Maximizing the impact of limited vaccine supply under different early monkeypox epidemic conditions

This work was led by Ph.D. candidate Jesse Knight with Sharmistha Mishra and our close collaborator Darrell Tan. The work was supported by the Natural Sciences and Engineering Research Council of Canada (NSERC) doctoral award and the University of Toronto Emerging and Pandemic Infections Consortium (EPIC) MPXV Collaborative Rapid Research Response. The paper is published in CMAJ.

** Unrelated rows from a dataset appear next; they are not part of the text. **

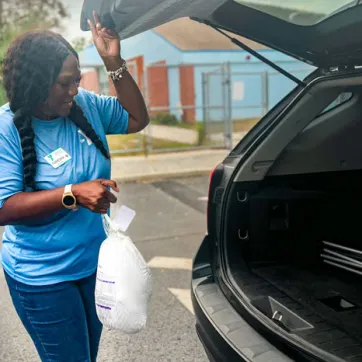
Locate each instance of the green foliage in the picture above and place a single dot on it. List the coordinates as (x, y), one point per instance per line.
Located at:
(165, 119)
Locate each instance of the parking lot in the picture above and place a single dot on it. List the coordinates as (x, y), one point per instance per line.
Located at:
(168, 229)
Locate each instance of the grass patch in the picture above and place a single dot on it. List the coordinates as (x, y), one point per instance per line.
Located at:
(184, 125)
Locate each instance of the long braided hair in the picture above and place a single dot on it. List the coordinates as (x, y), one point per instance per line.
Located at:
(30, 69)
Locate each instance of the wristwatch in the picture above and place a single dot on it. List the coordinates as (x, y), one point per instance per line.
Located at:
(69, 201)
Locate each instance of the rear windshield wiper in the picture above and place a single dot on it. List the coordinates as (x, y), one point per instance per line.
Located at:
(257, 55)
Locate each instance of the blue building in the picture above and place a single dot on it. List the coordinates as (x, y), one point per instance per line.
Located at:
(189, 69)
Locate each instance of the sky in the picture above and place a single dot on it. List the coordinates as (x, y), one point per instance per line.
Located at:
(71, 24)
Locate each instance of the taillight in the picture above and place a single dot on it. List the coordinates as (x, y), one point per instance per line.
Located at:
(215, 180)
(209, 197)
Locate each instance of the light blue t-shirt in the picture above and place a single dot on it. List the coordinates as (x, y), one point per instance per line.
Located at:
(65, 245)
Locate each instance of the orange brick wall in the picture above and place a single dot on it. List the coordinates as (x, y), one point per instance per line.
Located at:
(158, 86)
(187, 92)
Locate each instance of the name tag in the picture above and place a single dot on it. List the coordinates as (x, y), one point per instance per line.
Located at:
(57, 158)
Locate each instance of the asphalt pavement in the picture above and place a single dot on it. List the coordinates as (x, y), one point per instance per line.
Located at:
(168, 229)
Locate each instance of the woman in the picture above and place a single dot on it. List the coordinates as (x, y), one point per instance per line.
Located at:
(54, 176)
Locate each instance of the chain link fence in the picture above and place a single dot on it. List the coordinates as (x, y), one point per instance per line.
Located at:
(202, 106)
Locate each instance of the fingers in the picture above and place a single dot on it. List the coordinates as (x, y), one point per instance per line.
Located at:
(110, 183)
(96, 17)
(111, 198)
(93, 28)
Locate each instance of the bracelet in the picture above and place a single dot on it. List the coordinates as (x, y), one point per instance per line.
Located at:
(117, 74)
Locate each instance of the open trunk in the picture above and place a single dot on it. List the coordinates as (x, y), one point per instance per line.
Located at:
(275, 241)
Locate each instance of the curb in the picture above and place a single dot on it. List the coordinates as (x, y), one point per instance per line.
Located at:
(162, 175)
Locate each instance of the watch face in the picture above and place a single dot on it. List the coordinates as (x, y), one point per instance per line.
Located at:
(69, 200)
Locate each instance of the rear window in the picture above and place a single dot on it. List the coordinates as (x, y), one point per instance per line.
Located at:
(342, 98)
(300, 12)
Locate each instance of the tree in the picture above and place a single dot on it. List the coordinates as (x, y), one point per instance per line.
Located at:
(20, 13)
(18, 16)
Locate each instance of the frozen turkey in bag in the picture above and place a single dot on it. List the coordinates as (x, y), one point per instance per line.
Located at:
(124, 285)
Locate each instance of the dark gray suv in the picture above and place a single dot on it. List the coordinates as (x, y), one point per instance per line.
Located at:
(278, 276)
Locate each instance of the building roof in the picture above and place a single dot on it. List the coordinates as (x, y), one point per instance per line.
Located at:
(187, 34)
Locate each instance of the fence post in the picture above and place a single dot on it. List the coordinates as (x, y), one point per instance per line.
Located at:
(228, 127)
(146, 136)
(265, 92)
(205, 107)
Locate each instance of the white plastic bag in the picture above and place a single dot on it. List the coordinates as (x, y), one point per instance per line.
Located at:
(124, 285)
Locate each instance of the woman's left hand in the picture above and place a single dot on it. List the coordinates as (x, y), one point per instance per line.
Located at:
(107, 41)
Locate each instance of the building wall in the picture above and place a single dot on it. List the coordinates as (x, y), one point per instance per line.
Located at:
(247, 81)
(176, 85)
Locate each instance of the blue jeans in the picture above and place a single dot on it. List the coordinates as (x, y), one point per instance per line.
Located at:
(61, 319)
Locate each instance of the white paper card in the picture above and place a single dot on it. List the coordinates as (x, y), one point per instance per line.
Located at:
(124, 217)
(57, 158)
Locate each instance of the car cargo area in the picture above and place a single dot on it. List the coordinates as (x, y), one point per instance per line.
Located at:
(276, 232)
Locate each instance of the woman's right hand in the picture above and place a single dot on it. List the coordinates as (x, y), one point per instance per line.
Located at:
(94, 195)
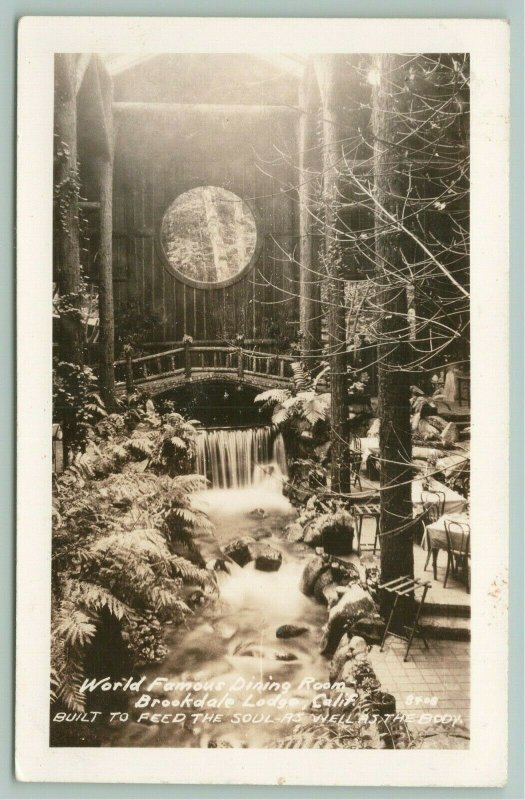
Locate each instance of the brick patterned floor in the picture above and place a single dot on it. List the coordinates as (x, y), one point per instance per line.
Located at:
(442, 672)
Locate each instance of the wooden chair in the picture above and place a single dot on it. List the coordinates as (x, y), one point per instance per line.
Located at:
(356, 459)
(431, 514)
(458, 550)
(360, 512)
(434, 496)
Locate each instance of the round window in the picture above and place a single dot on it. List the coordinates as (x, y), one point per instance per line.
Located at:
(208, 236)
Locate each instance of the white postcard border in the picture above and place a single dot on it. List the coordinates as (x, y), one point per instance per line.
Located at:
(484, 764)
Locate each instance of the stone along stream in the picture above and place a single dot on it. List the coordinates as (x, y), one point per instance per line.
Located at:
(228, 680)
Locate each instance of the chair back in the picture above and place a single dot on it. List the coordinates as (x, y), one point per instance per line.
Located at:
(431, 512)
(355, 442)
(355, 458)
(435, 497)
(458, 537)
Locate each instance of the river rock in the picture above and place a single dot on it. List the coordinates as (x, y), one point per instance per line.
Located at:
(450, 434)
(324, 583)
(262, 533)
(311, 572)
(281, 655)
(293, 532)
(240, 550)
(437, 422)
(225, 630)
(312, 534)
(218, 565)
(290, 631)
(254, 650)
(358, 645)
(341, 656)
(334, 532)
(267, 558)
(354, 604)
(371, 628)
(427, 431)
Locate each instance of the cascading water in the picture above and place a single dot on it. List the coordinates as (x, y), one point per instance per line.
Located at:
(234, 458)
(234, 640)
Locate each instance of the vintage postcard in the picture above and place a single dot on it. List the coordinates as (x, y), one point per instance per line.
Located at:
(262, 387)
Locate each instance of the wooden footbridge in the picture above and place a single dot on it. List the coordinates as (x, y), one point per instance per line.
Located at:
(191, 363)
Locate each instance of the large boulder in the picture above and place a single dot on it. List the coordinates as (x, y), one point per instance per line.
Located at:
(246, 549)
(240, 550)
(450, 434)
(341, 656)
(314, 567)
(267, 558)
(354, 604)
(293, 532)
(290, 631)
(334, 532)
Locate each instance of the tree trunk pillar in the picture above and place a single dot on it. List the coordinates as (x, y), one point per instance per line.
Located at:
(328, 71)
(395, 439)
(66, 223)
(310, 313)
(106, 307)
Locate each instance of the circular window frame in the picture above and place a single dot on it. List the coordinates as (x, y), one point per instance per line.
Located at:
(259, 236)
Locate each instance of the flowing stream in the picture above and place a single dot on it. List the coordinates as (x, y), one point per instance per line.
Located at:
(230, 648)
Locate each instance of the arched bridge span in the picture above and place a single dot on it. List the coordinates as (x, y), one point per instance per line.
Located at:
(195, 363)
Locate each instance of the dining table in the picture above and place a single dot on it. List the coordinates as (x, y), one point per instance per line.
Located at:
(435, 536)
(453, 501)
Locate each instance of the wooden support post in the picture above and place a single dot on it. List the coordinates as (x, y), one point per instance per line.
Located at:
(104, 168)
(395, 440)
(187, 356)
(66, 186)
(240, 364)
(328, 68)
(105, 301)
(128, 355)
(310, 168)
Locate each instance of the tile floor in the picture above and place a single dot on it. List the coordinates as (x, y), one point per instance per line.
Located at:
(442, 672)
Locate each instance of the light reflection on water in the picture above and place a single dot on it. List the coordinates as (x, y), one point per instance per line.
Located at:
(252, 605)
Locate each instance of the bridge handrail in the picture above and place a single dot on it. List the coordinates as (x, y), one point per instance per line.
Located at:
(150, 357)
(207, 349)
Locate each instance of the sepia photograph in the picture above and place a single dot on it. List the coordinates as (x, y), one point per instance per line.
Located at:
(261, 404)
(261, 534)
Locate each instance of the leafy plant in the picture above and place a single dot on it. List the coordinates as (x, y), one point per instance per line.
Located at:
(118, 510)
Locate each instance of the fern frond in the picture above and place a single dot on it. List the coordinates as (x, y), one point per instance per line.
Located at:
(94, 597)
(75, 626)
(272, 397)
(189, 483)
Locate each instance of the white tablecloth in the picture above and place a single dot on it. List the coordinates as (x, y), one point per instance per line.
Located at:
(453, 500)
(436, 536)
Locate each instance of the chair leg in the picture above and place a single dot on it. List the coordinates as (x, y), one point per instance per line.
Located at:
(449, 560)
(385, 634)
(376, 537)
(435, 552)
(359, 527)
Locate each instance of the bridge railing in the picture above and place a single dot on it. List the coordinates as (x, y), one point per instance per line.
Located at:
(191, 359)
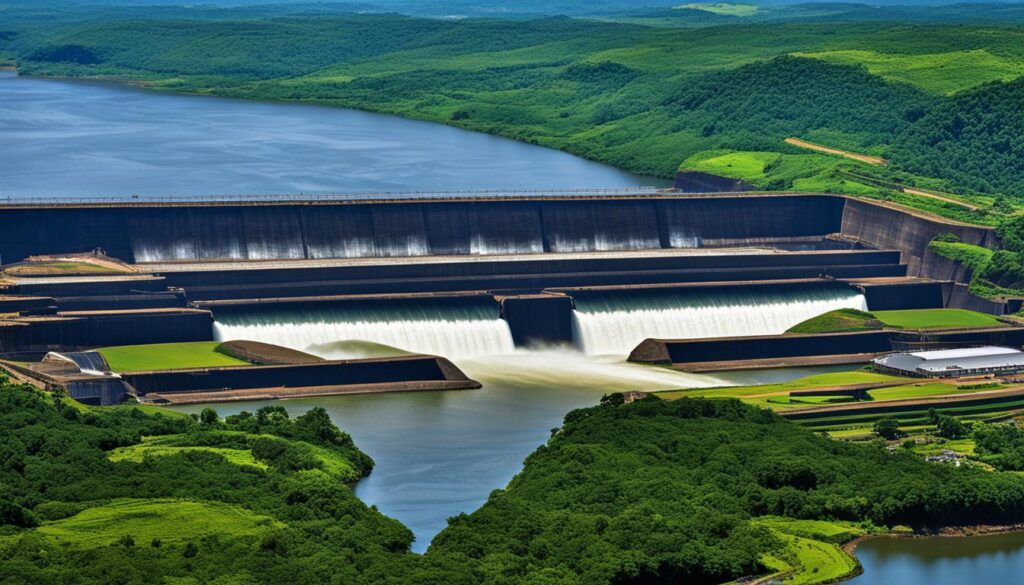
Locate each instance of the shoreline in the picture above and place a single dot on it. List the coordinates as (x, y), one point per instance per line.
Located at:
(850, 547)
(150, 86)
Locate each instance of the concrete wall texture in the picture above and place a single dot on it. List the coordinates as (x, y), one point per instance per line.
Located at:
(169, 233)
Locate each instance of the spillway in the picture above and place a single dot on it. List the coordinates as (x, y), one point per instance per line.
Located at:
(615, 323)
(455, 331)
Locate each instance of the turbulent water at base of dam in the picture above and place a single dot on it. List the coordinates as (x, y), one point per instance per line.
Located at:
(614, 324)
(439, 454)
(609, 324)
(452, 331)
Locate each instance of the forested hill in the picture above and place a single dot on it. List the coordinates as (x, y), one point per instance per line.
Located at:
(692, 491)
(643, 91)
(981, 129)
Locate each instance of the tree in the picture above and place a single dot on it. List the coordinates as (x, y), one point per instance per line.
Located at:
(888, 428)
(950, 427)
(209, 417)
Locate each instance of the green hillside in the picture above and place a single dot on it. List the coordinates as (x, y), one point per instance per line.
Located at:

Why did we conduct this study?

During the first few weeks of mpox (formerly monkeypox) spread in Canada, it was not clear exactly how many vaccine doses would be available, or when. Many public health practitioners and members of the hardest-hit GBMSM community (gay, bisexual, and other men who have sex with men) were interested to know how best to distribute a limited number of vaccine doses between Canadian cities.

What did we do?

We created a simple simulation model of mpox transmission and vaccination among GBMSM within two partially-connected cities (that themselves represent partially-connected networks). We then varied the modeled characteristics of the two cities, including the city size, each city’s epidemic potential (reproduction number “R0”), the connectedness of the cities, and how many cases were initially imported into each city. For each set of city characteristics, we calculated the “optimal” distribution of 5000 vaccine doses between the two cities, as that which minimized total infections after 90 days.

What did we find?

Under our modeling assumptions, we found that a limited number of vaccine doses could generally minimize infections when prioritized to – the larger city, the city with a bigger R0, and/or the city with more initial cases. More connectedness between cities made the R0 of each city more important, and the initial cases less important. When characteristics were “mixed” (for example, one city had a larger R0 but fewer initial cases) then the optimal distribution included doses shared between the two cities (Figure).

What do these findings mean?

Our modeling study helps show how city-level characteristics can be used to optimize vaccine distribution during an emerging epidemic. We also highlight the importance of estimating key city characteristics – like epidemic potential (R0) and connectedness to other cities – quickly, and ideally even before an outbreak occurs based on reasonable assumptions.